What Will They Remember When You Leave?

Learning the Importance of That One Thing | By: Kristen Haldeman | October 17, 2019

Dr. Julie Morgan, a communication training and education specialist, instructs and insists the most important aspect of any presentation is the speaker knows “the one thing” about the presentation the audience must remember. She illustrates by recounting the classroom of marines that were practicing public speaking and after each speech were met in the hallway individually by the professor who gave them one piece of advice before presenting again. The secret is that each marine was given the same advice: “No one leaves that room until they know your one thing.” And so returns each marine to the podium to present again and enforce the main point. 

However, identifying your one thing is not easy. Google “knowing your one thing,” about 12,230,000,000 results appear. I just needed 1, not 12,230,000,000. 

Like Google, we all have a lot of things to say on one simple thing. For example, I had a less than 10-minute window to present on an essay I spent nine months writing and in the end totaled 33 pages and 40 references. I had background information, potential concerns and responses, and outlined varied outcomes. And 600 seconds to do it. How did I manage? I chose the one thing I wanted my audience to remember and focused on the essential details that made it clear.  

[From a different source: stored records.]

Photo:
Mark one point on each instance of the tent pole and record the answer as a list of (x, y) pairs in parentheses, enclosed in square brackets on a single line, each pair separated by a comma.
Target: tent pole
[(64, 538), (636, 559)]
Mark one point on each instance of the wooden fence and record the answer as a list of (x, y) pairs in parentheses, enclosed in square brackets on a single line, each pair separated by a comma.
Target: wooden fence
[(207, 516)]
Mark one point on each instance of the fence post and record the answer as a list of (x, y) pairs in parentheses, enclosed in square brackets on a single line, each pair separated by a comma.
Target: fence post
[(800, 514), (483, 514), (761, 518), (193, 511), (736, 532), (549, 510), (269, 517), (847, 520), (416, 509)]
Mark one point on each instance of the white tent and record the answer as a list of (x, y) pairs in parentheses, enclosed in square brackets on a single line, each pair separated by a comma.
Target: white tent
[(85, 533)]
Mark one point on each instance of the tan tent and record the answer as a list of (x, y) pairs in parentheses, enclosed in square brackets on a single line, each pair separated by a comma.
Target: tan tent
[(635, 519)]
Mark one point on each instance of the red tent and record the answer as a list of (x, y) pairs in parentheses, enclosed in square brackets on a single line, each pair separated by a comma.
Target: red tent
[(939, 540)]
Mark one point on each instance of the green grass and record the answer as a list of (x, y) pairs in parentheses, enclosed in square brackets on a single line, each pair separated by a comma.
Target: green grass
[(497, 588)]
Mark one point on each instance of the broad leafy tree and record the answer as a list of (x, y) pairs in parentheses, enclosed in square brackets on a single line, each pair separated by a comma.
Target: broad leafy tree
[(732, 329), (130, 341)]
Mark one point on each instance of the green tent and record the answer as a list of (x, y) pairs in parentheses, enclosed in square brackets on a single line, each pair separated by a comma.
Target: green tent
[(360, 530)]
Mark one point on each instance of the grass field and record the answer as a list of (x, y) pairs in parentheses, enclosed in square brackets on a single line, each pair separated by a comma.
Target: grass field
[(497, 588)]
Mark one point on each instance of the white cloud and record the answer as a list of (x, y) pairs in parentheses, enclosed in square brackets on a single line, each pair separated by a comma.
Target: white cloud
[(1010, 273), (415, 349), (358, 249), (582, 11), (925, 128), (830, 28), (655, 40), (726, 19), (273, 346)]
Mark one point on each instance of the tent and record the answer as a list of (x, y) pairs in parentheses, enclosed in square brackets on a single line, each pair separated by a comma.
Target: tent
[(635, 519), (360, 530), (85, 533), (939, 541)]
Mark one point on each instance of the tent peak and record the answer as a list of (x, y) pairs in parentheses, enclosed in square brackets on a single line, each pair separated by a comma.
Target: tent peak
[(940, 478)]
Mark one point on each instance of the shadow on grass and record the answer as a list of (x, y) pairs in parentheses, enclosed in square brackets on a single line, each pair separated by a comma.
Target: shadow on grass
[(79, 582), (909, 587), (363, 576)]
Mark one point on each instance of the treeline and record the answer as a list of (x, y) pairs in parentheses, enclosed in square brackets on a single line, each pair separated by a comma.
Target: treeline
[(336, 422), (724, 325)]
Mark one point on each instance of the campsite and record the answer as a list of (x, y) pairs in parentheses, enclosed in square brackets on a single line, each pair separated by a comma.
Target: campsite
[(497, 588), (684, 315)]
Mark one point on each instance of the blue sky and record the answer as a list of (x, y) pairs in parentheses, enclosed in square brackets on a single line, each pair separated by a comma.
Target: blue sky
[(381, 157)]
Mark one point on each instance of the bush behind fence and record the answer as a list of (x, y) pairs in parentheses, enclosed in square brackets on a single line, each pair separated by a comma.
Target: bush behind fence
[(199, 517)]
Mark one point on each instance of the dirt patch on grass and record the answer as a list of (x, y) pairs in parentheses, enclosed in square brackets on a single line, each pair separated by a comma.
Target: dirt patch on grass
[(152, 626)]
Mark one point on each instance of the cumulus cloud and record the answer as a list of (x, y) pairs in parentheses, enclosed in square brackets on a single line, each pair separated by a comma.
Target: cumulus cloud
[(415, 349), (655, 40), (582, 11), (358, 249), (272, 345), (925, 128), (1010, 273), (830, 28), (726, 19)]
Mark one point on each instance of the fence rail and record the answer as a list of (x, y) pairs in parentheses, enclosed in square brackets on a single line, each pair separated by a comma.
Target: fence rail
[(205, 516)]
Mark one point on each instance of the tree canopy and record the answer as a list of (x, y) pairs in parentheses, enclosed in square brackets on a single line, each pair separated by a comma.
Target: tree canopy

Gary Keller expresses this idea beautifully in his book The One Thing: The Surprisingly Simple Truth Behind Extraordinary Results.He says, “Success demands singleness of purpose…. The ONE Thing shows up time and again in the lives of the successful because it’s a fundamental truth.” 

He continues by explaining the bridge connecting the one thing of a presentation to the one thing of a successful life. “If everyone has the same number of hours in the day, why do some people seem to get so much more done than others? How do they do more, achieve more, earn more, have more? If time is the currency of achievement, then why are some able to cash in their allotment for more chips than others?

 The answer is they make getting to the heart of things the heart of their approach. They go small. Going small is ignoring all the things you could do and doing what you should do. It’s recognizing that not all things matter equally and finding the things that matter most. It’s a tighter way to connect what you do with what you want. It’s realizing that extraordinary results are directly determined by how narrow you can make your focus.” 

The goal is to move from 12,230,000,000 results to 1. This is no trivial task, and no one leaves the room until they know your one thing.